An entry is a mutable value. When you create it, it is empty, its type is '_a Grammar.Entry.e (not generalized, you cannot create entries returning polymorphic values), the type parameter being set when the entry is extended, showing then the type of its results. Let's take an entry expr:
     # let expr = Grammar.Entry.create gram "expr";;
Entries apply to char streams via the function Grammar.Entry.parse. If you apply an empty entry (an entry just created, for example), the exception Stream.Failure is raised.

To define rules to an entry, you must use the statement EXTEND. Note that EXTEND is not a syntactic construction in OCaml: it is a syntax extension provided by Camlp4. The syntax of EXTEND is:
     extend-statement ::=
        EXTEND
           list-of-entries-extensions
        END
Notice that EXTEND is an expression (i.e. not a declaration): it can be evaluated at toplevel, but also inside a function: in this case, the syntax extension takes place when the function is called.

An entry extension has the syntax:
     entry-extension ::=
        identifier : [ list-of-levels-separated-by-bars ] ;
The identifier is an entry name. An entry can have one or several levels, representing precedences and associativity.

A level has the syntax:
     level ::=
        [ list-of-rules-separated-by-bars ]

     rule ::=
        list-of-symbols-separated-by-semicolons -> action
A rule is like a pattern matching case: it can introduce patterns variables which can be used in the action part. When the rule is accepted, the action is executed. The type of the action is 'a for an 'a entry ('a Grammar.Entry.e, more precisely).

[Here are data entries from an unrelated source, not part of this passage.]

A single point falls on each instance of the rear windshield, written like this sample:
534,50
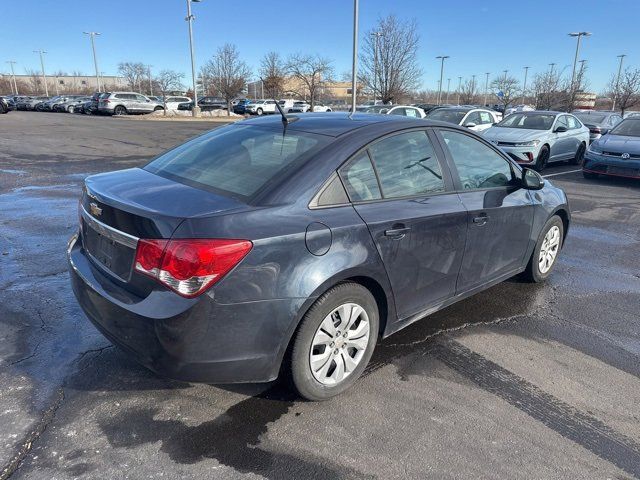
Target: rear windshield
237,160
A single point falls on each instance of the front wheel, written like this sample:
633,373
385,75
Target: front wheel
334,342
545,254
579,158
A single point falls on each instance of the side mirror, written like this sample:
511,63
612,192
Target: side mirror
532,180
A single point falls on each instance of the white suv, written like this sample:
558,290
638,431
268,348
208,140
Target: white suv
259,107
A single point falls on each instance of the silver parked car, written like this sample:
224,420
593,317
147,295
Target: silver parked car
599,123
123,103
540,137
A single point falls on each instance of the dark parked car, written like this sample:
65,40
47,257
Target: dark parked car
305,242
206,104
617,153
598,123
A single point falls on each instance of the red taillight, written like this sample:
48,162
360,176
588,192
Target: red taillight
190,266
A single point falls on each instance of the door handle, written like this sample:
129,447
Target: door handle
397,233
481,219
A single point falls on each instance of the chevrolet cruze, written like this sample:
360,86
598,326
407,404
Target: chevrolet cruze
289,246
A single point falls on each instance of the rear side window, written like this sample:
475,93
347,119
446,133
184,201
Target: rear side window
407,165
360,179
478,165
237,160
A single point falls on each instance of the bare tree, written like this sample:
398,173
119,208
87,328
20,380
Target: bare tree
506,89
228,73
133,73
626,90
311,72
392,68
468,92
273,74
548,90
166,81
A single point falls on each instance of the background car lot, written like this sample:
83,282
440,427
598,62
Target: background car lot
521,381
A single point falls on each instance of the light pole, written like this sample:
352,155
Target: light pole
95,58
442,58
524,85
579,35
150,82
195,110
486,88
354,60
13,75
44,75
377,35
448,88
613,106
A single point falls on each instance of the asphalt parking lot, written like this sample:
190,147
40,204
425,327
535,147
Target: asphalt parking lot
520,381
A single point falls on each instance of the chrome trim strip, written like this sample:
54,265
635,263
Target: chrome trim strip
110,232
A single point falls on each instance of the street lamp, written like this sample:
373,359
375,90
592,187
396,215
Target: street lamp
44,76
486,88
354,60
613,106
442,59
95,58
195,110
13,75
377,35
524,85
579,35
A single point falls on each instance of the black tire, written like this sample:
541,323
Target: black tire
532,272
543,158
579,158
298,367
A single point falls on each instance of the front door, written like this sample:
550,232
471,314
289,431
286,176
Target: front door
500,212
415,219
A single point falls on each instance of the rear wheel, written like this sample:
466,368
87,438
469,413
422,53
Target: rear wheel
543,158
545,254
579,158
334,342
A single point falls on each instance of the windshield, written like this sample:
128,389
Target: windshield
446,115
236,160
529,121
591,117
629,127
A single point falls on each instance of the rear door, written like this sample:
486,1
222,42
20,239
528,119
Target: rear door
500,212
404,193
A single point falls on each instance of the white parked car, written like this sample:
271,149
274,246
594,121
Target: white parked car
260,107
540,137
173,102
476,119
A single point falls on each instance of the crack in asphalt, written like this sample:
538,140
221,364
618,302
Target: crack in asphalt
27,444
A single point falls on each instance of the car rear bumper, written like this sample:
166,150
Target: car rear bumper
198,340
614,166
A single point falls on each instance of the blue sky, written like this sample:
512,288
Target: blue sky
480,36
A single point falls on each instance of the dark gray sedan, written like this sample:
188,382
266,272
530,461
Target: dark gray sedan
292,244
599,123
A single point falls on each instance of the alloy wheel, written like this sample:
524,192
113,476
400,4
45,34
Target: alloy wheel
339,344
549,249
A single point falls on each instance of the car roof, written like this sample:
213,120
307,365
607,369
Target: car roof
335,124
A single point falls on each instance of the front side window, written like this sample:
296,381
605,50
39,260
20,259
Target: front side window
360,179
478,165
238,160
407,165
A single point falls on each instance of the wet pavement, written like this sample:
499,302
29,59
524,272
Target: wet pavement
520,381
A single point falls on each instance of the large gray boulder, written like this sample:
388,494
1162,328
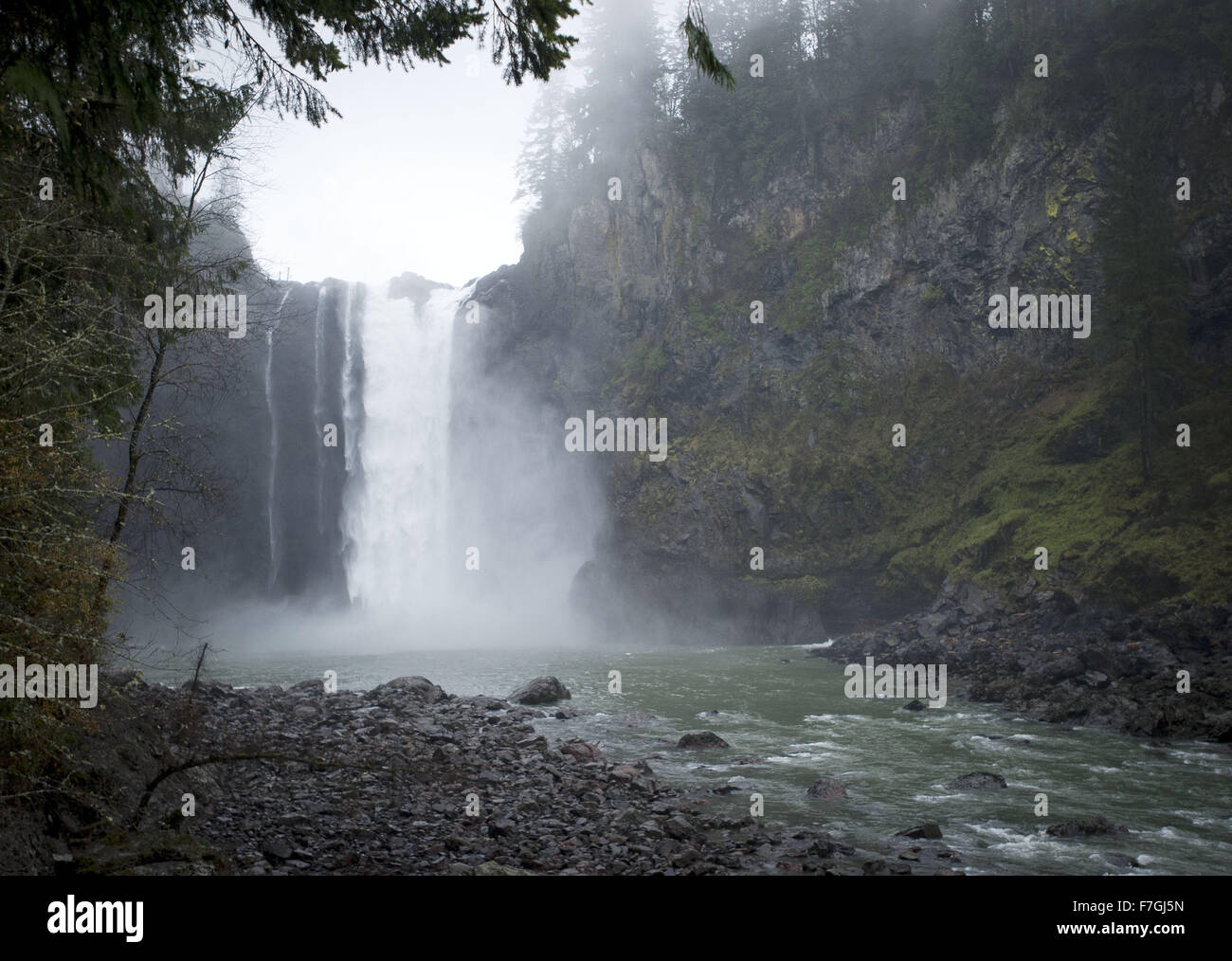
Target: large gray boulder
541,690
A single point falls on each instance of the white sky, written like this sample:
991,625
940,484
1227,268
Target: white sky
418,173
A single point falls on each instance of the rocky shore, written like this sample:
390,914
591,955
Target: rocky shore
1050,660
402,779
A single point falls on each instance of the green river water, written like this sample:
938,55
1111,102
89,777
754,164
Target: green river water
796,723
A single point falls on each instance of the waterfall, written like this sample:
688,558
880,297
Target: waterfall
397,520
318,407
274,438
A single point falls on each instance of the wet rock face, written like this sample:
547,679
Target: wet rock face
701,740
828,789
1085,828
976,781
541,690
407,779
1055,660
929,830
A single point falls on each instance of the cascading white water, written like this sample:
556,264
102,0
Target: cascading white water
397,520
274,438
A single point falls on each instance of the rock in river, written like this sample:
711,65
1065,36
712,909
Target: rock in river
826,789
976,781
702,739
541,690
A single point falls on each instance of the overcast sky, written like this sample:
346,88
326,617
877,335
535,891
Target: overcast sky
418,173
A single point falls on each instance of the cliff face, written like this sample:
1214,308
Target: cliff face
876,315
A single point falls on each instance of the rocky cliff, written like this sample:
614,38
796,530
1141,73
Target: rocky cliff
876,315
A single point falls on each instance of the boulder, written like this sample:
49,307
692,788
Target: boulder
1085,828
541,690
976,781
928,829
582,752
826,789
418,688
702,739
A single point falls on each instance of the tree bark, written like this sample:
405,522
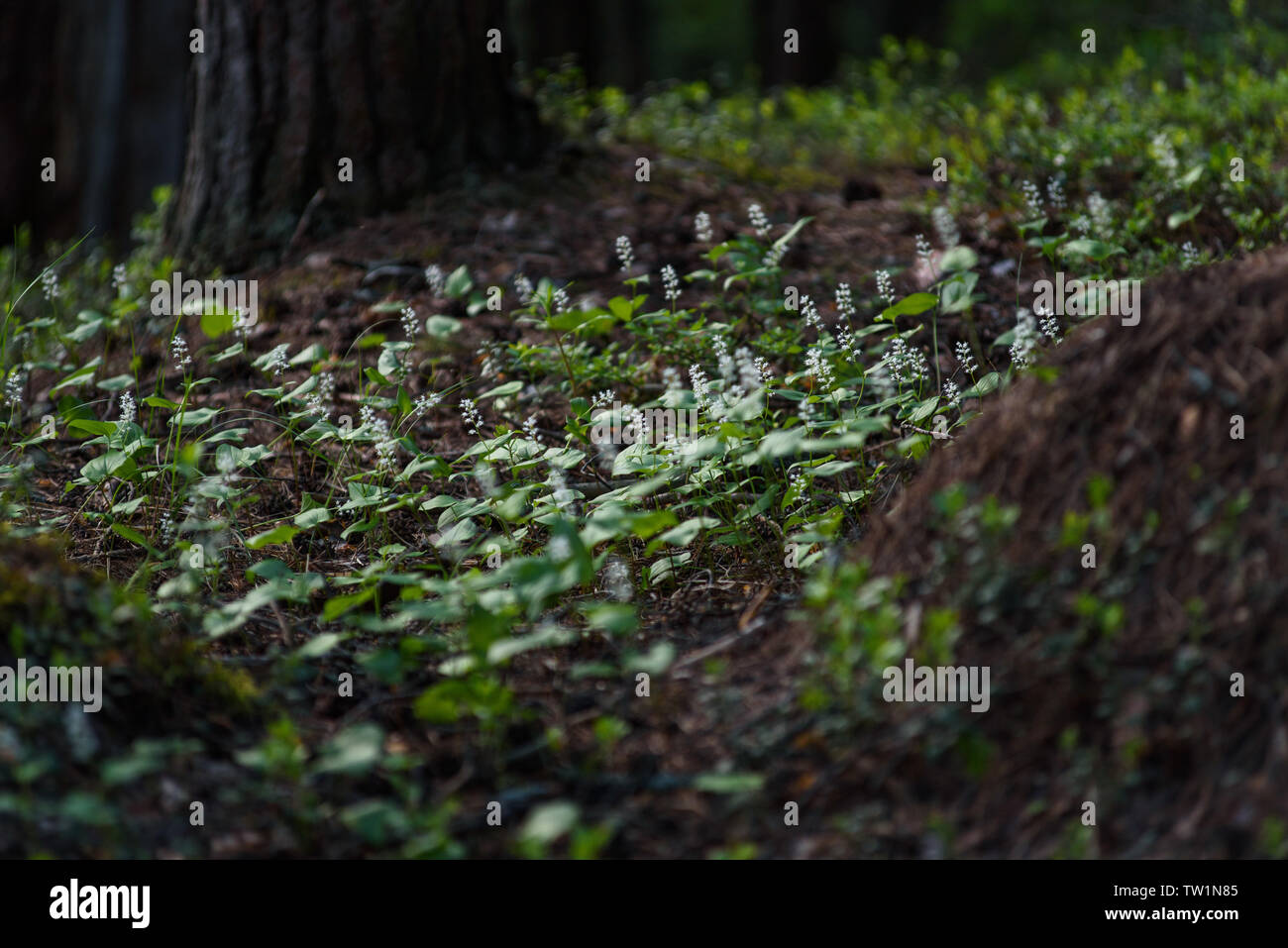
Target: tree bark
284,90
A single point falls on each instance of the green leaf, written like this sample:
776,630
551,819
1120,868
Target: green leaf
353,751
1096,250
442,326
1175,220
459,283
116,382
911,305
112,464
194,416
278,535
91,427
310,518
728,784
957,292
960,258
132,535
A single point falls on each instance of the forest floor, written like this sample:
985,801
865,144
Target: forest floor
1115,698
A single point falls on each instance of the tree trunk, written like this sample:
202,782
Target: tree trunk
284,90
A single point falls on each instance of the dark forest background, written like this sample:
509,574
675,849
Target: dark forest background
104,82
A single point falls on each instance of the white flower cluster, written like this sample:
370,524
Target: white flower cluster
702,227
410,322
320,399
670,285
50,285
774,256
559,492
275,361
1025,339
1189,256
625,253
386,446
1055,193
810,312
906,364
728,368
13,386
1160,149
945,227
426,402
844,301
1102,214
885,287
472,416
179,353
818,366
436,279
1033,197
699,384
751,372
617,579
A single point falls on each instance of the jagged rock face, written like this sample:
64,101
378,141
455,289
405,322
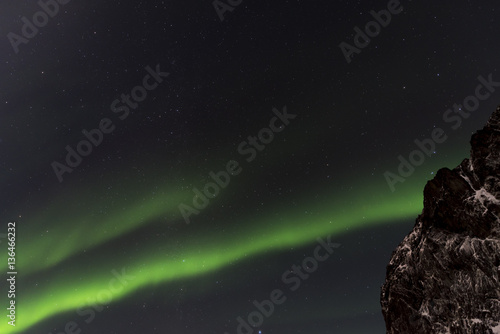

Let's define our expr to parse a simple computation of arithmetic expression with addition, subtraction, multiplication and division, integer constants and parentheses. This can be written:
       EXTEND
         expr:
           [ [ x = expr; "+"; y = expr -> x + y
             | x = expr; "-"; y = expr -> x - y ]
           | [ x = expr; "*"; y = expr -> x * y
             | x = expr; "/"; y = expr -> x / y ]
           | [ x = INT -> int_of_string x
             | "("; e = expr; ")" -> e ] ]
         ;
       END;;
The expr entry has now three levels. Grammar entries are extensible at any time: you can extend expr again to add more constructions. You can add more rules in already existing levels and you can insert new levels. We see that further.

Each level has its own associativity. You can specify left, right or non-associative. By default, the associativity is left. See further.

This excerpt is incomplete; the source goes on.